La mitica Eleonora Serra ha pubblicato una nuova audiolettura intitolata “Il Vangelo di Maria Maddalena e la legge di assunzione di Neville Goddard” e mi è venuto in mente il tema dell’autosabotaggio.
L’audiolettura può essere ascoltata sul canale YouTube “L’odore inebriante delle pagine fruscianti”.
In primis, riconosco ad Eleonora il fatto di avere precisato che Maria Maddalena non era una prostituta.
La Chiesa orientale (per esempio) riconosce ciò e anche in Occidente ciò si sta riconoscendo.
L’idea di Santa Maria Maddalena prostituta nacque da un errore di traduzione e di interpretazione.
In secundis, entro nel tema di questo articolo: l’autosabotaggio.
L’autosabotaggio esiste.
Una persona ha dei progetti e crede fermamente in essi.
Ad un certo punto, però, accade qualcosa.
Il progetti naufragano miseramente.
Questo è l’autosabotaggio.
I progetti naufragano perché, ad un certo punto, nella mente della persona scattano dei meccanismi che bloccano tutto.
I meccanismi sabotanti più comuni sono il senso di colpa e la paura di uscire dalla zona di comfort.
Il cervello umano è plastico ma spesso e volentieri preferisce le situazioni familiari per la sicurezza.
Questo è detto dalle neuroscienze.
Conosco certe situazioni per esperienza diretta.

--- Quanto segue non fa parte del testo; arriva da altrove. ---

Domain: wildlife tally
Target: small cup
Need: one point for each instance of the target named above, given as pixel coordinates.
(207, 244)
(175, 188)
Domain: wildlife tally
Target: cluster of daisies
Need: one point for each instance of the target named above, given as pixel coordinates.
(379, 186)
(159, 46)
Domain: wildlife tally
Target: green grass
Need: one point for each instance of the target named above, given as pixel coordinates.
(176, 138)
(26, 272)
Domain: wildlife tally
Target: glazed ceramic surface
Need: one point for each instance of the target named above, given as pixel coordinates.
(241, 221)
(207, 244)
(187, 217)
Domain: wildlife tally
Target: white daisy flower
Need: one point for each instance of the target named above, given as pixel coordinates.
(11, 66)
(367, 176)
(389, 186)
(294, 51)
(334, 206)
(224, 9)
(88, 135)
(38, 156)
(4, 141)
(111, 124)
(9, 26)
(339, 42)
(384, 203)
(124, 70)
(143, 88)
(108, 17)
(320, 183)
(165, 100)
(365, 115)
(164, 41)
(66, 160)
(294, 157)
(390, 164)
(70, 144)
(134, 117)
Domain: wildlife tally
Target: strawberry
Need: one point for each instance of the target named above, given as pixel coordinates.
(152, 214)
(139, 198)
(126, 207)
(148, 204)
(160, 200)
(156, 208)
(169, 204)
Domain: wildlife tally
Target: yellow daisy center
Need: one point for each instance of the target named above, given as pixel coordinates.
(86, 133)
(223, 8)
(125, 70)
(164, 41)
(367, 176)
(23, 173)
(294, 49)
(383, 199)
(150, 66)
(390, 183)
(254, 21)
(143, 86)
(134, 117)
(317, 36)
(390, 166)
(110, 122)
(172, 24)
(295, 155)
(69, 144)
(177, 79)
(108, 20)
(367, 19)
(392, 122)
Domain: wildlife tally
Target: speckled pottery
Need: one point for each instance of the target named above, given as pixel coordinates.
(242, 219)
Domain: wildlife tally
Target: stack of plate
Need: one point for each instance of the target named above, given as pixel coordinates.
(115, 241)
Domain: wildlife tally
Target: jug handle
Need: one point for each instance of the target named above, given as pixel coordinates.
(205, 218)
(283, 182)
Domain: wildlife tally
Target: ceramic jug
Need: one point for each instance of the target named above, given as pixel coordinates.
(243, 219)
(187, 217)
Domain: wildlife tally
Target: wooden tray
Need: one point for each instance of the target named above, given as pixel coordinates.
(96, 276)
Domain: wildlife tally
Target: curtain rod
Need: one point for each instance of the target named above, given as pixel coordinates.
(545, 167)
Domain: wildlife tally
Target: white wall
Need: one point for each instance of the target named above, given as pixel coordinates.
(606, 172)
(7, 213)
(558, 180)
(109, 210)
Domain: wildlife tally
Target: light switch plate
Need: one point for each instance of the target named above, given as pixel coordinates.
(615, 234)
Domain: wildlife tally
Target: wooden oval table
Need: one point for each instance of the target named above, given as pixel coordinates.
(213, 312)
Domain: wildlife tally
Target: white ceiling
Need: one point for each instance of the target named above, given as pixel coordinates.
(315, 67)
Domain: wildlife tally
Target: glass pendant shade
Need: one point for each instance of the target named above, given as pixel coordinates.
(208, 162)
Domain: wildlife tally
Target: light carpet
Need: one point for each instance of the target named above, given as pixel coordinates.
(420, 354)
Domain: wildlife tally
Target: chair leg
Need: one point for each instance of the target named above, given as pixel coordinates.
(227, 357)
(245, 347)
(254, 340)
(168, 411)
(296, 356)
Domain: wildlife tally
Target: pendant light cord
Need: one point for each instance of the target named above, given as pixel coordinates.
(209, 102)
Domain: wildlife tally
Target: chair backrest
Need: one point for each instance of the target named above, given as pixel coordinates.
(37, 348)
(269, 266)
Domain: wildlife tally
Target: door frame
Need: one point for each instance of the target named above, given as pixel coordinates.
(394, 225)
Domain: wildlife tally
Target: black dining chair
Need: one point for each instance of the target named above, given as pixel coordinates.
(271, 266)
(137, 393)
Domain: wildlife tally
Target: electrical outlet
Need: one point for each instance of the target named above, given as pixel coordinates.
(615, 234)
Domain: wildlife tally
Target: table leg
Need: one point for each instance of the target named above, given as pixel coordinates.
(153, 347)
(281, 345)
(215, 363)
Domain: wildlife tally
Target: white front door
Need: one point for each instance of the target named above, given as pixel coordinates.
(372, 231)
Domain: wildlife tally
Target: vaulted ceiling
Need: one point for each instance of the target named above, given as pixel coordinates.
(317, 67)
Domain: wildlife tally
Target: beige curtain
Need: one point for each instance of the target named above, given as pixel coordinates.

In passato avevo dei progetti che naufragavano per la mia paura di uscire dalla zona di comfort.
Nonostante ciò il cervello può cambiare.
Nell’audiolettura di Eleonora ciò è spiegato in maniera esaustiva.
Io sto facendo un percorso con meditazioni con le quali allontano quei pensieri di paura che sono sabotanti.
Sto imparando a “superare i ponti”, metaforicamente parlando.
Nella foto qui sopra (da me scattata) è raffigurato il ponte sul vecchio alveo del fiume Mincio a Governolo.
La foto non è casuale.
Quanto ad Eleonora, continuo ad affermare che avrà successo.
La sua crescita lo dimostra.
Merita di avere tanti iscritti al suo canale YouTube.